MONITOR YOUR METER Your water meter is usually a good indicator of consumption, with any unexpected increases often a prime indicator of an undetected leak. The most efficient approach is to stop using the system completely for at least an hour, taking readings before and afterward to see if consumption has still risen. For many organisations, this kind of disruption simply isn’t practical, which is why it’s important to check your water meter regularly so that you can build up a rough idea of how much water you typically use in your organisation, or per site, daily. Once this baseline has been established, any unexpected spikes in usage – often signalling a leak – can be identified and dealt with quickly.

MANAGING AN ON-SITE SUPPLY INTERRUPTION If you think you have a leak and the wholesaler says there are no network supply issues, you’ll need to arrange a repair. If this is the case, it’s important that you and members of the facilities team know the location of stop-taps on your sites, so they can be accessed quickly to stop the flow of water.  In some cases, a drop in pressure could even be due to your stoptap having been partially closed by accident – an easily-fixable issue you can solve without needing to contact your wholesaler.

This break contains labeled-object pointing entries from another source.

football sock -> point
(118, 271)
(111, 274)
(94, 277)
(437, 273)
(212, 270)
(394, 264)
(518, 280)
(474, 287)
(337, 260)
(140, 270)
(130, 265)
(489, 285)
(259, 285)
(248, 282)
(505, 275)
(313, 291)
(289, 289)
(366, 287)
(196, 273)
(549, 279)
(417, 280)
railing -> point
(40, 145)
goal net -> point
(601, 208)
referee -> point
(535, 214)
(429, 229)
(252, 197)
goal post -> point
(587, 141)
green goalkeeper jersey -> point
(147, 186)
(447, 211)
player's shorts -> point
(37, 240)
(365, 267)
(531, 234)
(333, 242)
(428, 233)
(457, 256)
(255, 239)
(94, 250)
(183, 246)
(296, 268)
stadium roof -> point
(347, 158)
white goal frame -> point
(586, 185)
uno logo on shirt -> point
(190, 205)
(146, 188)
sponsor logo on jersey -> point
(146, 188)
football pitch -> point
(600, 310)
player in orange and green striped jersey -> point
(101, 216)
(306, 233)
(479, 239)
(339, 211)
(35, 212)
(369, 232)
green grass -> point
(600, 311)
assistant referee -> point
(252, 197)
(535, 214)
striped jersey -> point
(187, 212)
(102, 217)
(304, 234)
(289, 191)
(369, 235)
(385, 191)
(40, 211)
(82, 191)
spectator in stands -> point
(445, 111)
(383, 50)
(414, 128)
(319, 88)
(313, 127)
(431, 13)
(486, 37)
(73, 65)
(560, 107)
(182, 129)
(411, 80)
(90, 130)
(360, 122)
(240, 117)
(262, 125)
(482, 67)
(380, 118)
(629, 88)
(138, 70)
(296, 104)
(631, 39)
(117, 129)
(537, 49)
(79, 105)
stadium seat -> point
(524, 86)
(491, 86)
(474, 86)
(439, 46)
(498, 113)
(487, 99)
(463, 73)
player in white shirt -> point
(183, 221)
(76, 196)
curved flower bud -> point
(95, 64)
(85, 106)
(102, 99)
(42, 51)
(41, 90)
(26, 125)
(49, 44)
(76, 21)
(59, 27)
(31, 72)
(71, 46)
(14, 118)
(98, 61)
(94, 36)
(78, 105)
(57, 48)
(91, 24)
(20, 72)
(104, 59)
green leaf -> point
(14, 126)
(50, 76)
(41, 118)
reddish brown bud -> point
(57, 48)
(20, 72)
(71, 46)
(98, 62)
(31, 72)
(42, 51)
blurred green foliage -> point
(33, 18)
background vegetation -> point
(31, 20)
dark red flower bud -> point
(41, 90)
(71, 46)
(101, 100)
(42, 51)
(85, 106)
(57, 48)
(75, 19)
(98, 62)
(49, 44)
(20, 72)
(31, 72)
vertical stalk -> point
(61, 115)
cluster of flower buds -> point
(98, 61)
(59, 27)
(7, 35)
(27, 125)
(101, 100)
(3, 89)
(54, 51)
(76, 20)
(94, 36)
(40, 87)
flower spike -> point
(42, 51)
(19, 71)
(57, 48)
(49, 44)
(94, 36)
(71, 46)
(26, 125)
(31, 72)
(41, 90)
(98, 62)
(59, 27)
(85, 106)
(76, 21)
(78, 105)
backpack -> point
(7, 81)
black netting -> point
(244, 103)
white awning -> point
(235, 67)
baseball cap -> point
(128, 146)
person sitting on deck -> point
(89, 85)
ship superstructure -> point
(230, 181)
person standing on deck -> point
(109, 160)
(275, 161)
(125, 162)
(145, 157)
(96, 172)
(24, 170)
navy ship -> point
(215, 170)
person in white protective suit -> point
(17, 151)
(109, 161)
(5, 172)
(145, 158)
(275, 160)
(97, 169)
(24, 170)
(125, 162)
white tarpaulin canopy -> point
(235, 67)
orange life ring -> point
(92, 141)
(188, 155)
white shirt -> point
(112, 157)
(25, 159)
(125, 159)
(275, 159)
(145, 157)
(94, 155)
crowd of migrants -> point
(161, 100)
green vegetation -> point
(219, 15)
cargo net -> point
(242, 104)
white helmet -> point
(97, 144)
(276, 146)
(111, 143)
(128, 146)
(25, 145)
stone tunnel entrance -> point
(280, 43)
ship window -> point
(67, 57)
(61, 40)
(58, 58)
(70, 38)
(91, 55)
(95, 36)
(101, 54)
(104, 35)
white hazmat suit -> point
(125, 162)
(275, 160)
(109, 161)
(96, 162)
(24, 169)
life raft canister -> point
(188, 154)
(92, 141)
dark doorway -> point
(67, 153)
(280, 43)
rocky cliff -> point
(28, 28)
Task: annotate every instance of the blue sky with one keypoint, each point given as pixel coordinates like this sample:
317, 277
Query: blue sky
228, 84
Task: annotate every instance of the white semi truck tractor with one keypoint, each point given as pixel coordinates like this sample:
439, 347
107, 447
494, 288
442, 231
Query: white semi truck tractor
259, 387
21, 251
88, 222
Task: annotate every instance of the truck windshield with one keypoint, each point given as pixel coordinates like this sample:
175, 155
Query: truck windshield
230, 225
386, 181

You’ll also need a contingency plan in place for alternative water supplies for use during planned work on the network or if supply stops suddenly due to a burst pipe on site or on the wholesaler’s network. You can take steps ahead of time to ensure that sourcing a replacement water supply is as painless as possible. This could include installing injection points so that water can be added to your system, putting additional water storage facilities in place, or creating a plan to allow water tankers to access your site quickly and easily with the right connections for them to deliver or inject any water. Some specific public sector organisations, such as hospitals and prisons, are likely to be classed as “Category 1 sensitive sites” by their wholesaler. This means that they will be given priority for alternative emergency supplies.

BE PROACTIVE Aside from the practical elements of getting your water back up and running, communication is key. As such, you should ensure all employees are aware of any contingency plan, so that you always have somebody on-site who knows what to do – and who to contact – should a supply interruption occur. It’s also really important to make sure your retailer has the best contact name/s and number/s at your organisation to liaise with. Given how much even innocuousseeming leaks can cost, not repairing them can be akin to washing money down the drain. Preparation is therefore essential, so facilities managers should focus on having a plan in place to reduce the unexpected costs a burst pipe on site or a supply interruption can bring.